Then the test codeword is formed as reconstructed codeword C={C i }:
 
0111001000110011
 
1010011010011111
 
         
       
     
  
   The test codeword C is such that HC T =0, and the decoding is ended with the decoding considered as successful. Iterations 3-5 are not needed in this example, and the iterations are terminated. Though a second value was selected and scheduled for use in iterations 4 and 5, it was not needed. This example of an implementation of an embodiment for a multiple threshold decoding scheme and is not intended as a limitation to the various embodiments of the present invention. 
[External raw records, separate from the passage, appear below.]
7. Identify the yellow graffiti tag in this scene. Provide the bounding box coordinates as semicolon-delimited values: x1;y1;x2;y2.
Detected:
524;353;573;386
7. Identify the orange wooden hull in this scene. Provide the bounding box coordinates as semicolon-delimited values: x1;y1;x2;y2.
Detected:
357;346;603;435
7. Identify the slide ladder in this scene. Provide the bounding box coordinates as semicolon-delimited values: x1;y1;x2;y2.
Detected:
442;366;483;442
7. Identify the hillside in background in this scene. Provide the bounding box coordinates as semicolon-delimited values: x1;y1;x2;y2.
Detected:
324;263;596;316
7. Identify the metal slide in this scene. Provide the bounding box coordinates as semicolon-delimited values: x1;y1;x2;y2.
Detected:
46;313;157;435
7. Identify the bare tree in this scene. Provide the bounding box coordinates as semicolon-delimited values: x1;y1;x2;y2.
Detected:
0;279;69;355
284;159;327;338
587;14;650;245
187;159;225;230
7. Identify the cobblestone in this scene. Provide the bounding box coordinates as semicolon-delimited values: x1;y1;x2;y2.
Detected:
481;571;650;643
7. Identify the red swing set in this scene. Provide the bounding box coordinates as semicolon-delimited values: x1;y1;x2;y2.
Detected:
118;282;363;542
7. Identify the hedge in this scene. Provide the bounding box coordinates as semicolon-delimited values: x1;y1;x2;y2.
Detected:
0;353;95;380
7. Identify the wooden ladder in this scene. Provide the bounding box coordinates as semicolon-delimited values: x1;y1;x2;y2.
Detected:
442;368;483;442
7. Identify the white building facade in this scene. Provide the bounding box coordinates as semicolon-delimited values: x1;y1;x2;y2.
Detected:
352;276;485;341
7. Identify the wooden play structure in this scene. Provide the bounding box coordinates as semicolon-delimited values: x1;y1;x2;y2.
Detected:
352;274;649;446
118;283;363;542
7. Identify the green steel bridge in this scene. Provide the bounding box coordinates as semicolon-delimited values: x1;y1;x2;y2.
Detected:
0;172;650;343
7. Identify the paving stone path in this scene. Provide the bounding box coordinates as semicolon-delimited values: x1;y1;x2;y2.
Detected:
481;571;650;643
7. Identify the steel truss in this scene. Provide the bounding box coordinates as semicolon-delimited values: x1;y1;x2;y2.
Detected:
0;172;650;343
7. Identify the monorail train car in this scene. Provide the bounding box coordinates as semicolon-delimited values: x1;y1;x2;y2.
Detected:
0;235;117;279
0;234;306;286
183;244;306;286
   Various embodiments for decoding a received codeword using a multi-valued threshold can be applied to any low density parity check code. In such embodiments, as the weight of the parity check weight is decreased, the decoding quality is increased. These embodiments may be applied in a method providing small complexity to the decoding scheme. Various combinations for providing the multiple threshold values during the iteration process can be used depending on the allowable complexity desired for a given application. Additional reduction in complexity is provided using embodiments of the multiple-threshold decoding method since these embodiments can be operate in hardware implementations without floating point numbers, which eliminates complexity and expense. Embodiments for a multiple-threshold decoding scheme allows for pipeline and/or parallel processing in hardware implementations since the use of a multi-valued threshold can provide a fast decoding scheme. 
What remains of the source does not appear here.